Business

The End of “End-to-End” in Tech?

(Image via Shutterstock)

(Image via Shutterstock)

Some say the recent moves by eBay, HP, and Symantec to split their businesses are driven by how Wall Street assigns value to companies. But I believe these companies are instead simply becoming more in tune with the evolving needs of their customers, be they enterprises or consumers. These tech giants are likely to be among the first of many in business to move toward a more specialized existence.

As head of strategy for a company that is deliberately rooted in a specialist model, I believe these organizations will be better positioned for long-term success as separate, more focused organizations. Like more and more companies, they operate in a hyper-competitive marketplace faced with significant industry-specific challenges.

In the networking space, bigger was historically better, and “end-to-end” was the norm until heightened competition in an increasingly global marketplace drove both greater demand as well as higher expectations for superior customer experience. End-to-end providers simply could not be best-of-breed in every area.

More than a decade ago, my company Ciena took deliberate steps to become the network specialist. We were the exception to the all-things-to-all-people model, and we remain a strong, leading competitor in our business as a result.
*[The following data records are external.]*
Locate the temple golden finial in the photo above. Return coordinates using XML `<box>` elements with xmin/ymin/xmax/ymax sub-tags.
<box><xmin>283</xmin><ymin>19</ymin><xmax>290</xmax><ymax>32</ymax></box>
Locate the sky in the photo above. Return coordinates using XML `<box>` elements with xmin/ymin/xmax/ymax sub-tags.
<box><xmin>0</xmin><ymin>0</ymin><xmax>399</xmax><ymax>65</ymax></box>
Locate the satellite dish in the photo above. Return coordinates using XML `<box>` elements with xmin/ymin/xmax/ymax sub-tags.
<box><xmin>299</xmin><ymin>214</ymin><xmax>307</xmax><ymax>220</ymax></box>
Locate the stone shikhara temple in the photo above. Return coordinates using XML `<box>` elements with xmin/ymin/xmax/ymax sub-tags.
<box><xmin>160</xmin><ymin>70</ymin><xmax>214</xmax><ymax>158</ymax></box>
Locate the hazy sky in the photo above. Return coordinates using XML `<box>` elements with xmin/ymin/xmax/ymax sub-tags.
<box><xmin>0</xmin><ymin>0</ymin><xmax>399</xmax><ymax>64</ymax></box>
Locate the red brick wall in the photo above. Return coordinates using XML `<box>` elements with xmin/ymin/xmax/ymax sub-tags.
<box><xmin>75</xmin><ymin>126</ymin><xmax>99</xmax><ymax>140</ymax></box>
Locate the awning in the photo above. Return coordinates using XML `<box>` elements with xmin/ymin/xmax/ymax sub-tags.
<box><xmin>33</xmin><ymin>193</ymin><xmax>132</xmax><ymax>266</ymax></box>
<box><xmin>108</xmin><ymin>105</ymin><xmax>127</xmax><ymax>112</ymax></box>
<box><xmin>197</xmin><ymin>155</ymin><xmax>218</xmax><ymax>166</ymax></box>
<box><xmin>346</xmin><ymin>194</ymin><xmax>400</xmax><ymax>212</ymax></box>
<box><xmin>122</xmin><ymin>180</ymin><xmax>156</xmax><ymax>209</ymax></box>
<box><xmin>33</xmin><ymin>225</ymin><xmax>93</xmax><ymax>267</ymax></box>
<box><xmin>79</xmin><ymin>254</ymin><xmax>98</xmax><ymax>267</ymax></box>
Today, the landscape is very different, as many industry giants, including Nokia, Ericsson (with whom we recently announced a partnership), and Alcatel-Lucent are refocusing on core competencies. Sometimes this plays out through wholesale changes like selling businesses or units; other times it happens through enhanced partnership programs that make it easier to connect customers to specialists.
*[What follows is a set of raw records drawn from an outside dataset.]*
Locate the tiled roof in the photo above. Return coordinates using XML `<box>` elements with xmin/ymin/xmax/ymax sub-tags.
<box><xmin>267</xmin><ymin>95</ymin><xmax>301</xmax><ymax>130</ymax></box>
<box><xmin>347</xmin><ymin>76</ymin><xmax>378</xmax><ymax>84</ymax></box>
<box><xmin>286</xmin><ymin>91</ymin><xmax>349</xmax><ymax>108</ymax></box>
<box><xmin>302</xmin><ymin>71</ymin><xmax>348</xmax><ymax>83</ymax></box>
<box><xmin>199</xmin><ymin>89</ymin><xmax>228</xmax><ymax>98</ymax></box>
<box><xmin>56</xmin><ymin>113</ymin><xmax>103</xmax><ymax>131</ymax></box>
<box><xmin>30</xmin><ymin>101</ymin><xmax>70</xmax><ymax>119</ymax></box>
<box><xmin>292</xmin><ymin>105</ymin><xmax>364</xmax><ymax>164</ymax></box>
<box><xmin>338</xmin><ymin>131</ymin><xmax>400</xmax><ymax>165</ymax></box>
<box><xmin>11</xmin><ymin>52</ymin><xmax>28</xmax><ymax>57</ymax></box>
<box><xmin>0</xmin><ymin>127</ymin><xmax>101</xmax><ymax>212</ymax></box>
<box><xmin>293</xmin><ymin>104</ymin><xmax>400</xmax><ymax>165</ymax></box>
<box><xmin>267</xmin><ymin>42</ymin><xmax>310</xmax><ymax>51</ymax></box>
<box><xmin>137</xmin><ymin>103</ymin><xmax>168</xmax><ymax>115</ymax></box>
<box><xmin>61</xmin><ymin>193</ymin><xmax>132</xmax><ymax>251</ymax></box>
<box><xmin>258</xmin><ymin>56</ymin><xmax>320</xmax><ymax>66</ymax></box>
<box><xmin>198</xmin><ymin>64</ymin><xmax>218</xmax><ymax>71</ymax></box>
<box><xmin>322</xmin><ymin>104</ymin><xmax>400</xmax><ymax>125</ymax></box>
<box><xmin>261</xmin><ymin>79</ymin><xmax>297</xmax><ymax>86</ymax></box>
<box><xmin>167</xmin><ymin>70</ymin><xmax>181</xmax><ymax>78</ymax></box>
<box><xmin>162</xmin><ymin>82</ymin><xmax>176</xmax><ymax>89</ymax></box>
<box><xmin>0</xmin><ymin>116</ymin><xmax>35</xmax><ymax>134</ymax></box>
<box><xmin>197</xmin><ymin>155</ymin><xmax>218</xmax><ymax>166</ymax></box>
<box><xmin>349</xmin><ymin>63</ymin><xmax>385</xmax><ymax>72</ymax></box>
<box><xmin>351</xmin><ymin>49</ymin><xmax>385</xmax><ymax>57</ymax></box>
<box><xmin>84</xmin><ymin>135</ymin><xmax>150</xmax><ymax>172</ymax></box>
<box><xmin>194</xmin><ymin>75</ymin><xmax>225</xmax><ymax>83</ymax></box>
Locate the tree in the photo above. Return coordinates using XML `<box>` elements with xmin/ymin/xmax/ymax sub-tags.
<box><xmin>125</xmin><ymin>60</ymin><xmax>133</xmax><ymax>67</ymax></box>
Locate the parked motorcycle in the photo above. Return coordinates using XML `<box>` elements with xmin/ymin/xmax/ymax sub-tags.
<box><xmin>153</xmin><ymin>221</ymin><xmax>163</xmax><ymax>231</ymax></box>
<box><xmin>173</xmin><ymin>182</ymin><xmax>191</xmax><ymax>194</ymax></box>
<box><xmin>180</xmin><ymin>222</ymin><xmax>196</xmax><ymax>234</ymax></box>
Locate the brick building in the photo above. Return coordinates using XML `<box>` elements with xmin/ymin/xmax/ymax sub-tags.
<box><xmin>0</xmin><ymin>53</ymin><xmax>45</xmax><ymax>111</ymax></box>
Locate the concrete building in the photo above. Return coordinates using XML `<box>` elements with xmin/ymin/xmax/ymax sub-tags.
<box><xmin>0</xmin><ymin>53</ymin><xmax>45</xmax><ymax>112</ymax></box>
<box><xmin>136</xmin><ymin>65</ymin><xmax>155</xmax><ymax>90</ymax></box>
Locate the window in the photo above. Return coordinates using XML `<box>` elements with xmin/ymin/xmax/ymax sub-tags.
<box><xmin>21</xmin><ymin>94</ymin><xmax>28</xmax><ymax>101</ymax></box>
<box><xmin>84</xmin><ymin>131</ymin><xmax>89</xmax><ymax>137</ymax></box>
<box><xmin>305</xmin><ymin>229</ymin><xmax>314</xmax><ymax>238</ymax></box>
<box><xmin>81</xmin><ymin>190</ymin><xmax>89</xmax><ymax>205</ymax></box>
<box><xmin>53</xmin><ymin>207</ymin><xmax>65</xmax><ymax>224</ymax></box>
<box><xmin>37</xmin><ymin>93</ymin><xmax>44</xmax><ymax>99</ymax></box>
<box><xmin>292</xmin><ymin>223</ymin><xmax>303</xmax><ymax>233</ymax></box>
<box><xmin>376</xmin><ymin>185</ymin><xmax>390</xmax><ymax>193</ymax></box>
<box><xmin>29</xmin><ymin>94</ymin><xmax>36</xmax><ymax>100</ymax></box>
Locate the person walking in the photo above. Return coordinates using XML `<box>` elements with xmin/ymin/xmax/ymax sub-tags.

Meanwhile, newer players—like F5 Networks and Brocade—are gaining ground as specialists within their own slice of the industry, offering better products and customer support than the big incumbents. In general, more specialized players are growing faster and gaining more market share.

To be clear, specialization is a strategy that can be executed, in part, by selling off pieces of a company. But specialists aren’t born of a single transaction. It takes significant shifts in  C-suite mentality, company culture, and support from shareholders. Becoming a specialist often entails re-aligning a business to best support a new, defined mission.

While not right for everyone in tech (Apple is one obvious successful exception), I expect the trend toward specialization to gain momentum and evolve into a movement, for two primary reasons.

  • The core competitive advantages of specialization are depth, speed, and agility. Those align well with the needs of successful companies to be dynamic and mission-driven in the face of challenges and opportunities such as the cloud, software-defined networking, and the expectations of customers that everything will be available on demand. Those kind of trends will likely define the winners and losers.
  • At its simplest, specialization is what the customer demands. As markets become more efficient and competitive, customers more thoroughly evaluate every technology investment. The concept of “end-to-end” connotes “a combination of good and mediocre products” to tech buyers, and there is no appetite to accept just average.

As technologies generally become more open, specialist offerings will not only deliver “best-in-class” solutions, but also facilitate much more rapid adoption. While not every company can or should pursue a specialist strategy, I expect the recent announcements mark the beginning of a movement that that will play out over years. Both the global marketplace and the customer have spoken, and corporations must adapt.

James Frodsham is senior vice president and chief strategy officer of Ciena, a provider of network infrastructure and software for telecommunications service providers, data center operators, and enterprises.